Quayside is half urban living and half heavy industry, squeezed onto a strip of Fraser River-front land about one kilometre long and approximately four city blocks deep, Morris explained.
The Quayside Community Board tried to find a solution to the industrial racket by negotiating an agreement in December 2008 with Canadian National, Canadian Pacific and BNSF Railway in Vancouver, said James Crosty, the board's current president.
The parties agreed to a set of guidelines to ease the strain on residents without disrupting rail yard business, but the problems continued, he said.
"We embarked on a process to get some peace and quiet," Crosty said. "It failed."
Crosty said the Quayside board asked the Canadian Transportation Agency to intervene after the companies wouldn't honour the "confidential" mediated settlement, but the rail companies fired back by challenging the agency's jurisdiction.
The rail companies argued that the matter was closed and outside of the purview of the agency because of the mediation agreement.
"The agency is taking the position that it has jurisdiction to adjudicate," said agency spokeswoman Jacqueline Bannister. Without providing details, Bannister said the agency hopes its jurisdiction isn't limited on Sept. 20, when the Federal Court decides if the agency can force the rail companies to change their operations' practices, despite the existence of mediated agreements.
In addition to the Federal Court case, help for the residents may come from a local MP who has been battling train noise for more than six years.
"Every Canadian should have the right to get a good night's sleep," said Burnaby-New Westminster MP Peter Julian, who has been advocating on behalf of Quayside residents in the dispute over late-night rail noise.
For his part, Julian proposed a private member's bill during the last Parliament to toughen the Canada Transportation Act - enforced by the agency - by specifically prohibiting idling, shunting and coupling of cars on weekends and overnight between 10 p.m. and 8 a.m.
He said the bill died before passing because of the federal election in May, but he plans on proposing it again when Parliament resumes.

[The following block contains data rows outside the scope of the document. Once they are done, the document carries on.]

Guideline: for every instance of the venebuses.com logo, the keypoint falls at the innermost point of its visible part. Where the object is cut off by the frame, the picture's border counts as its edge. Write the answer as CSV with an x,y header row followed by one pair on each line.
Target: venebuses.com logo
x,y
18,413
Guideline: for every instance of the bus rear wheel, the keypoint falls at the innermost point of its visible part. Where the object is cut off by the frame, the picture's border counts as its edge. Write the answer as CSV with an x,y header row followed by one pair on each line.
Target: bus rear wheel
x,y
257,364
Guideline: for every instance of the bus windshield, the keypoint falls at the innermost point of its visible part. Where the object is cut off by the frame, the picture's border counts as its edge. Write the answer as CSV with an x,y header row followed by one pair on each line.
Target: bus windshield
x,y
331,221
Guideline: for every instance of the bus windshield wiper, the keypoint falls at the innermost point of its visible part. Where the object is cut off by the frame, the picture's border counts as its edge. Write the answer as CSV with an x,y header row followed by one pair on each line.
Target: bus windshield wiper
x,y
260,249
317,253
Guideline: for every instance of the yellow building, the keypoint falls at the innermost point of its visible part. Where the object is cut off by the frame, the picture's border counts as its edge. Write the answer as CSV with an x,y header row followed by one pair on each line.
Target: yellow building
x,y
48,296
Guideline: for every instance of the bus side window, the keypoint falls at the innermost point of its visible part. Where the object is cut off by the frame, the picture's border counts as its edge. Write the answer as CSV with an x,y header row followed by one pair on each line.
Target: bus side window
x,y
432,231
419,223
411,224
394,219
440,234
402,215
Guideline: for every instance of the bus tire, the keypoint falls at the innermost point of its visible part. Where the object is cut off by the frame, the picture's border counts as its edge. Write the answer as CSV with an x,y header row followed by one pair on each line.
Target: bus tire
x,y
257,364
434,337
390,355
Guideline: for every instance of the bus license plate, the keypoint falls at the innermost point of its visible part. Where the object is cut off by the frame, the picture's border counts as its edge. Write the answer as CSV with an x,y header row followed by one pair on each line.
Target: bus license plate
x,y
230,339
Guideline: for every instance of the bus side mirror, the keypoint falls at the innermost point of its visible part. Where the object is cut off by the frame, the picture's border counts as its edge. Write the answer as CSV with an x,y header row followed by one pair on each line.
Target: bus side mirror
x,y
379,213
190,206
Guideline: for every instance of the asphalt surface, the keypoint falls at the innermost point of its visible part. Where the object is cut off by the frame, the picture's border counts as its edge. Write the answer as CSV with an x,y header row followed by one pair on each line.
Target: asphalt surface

Julian said he doesn't have much confidence in the agency's mediation process and he'll push to change the legislation no matter what happens in court.
There are dozens of communities in Canada with the same noise problem, he said.
If the rail companies win in federal court "that means that the current legislation is completely useless for communities struggling to reduce unnecessary noise," Julian said.
The lawyer for the rail companies, Richard DeFilippi, said he couldn't comment on the matter while it is before the courts. Representatives for Canadian Pacific, Canadian National and BNSF Railway also declined to comment because of the coming court date.
For Allan Morris, the best-case scenario would be "eight hours of uninterrupted sleep."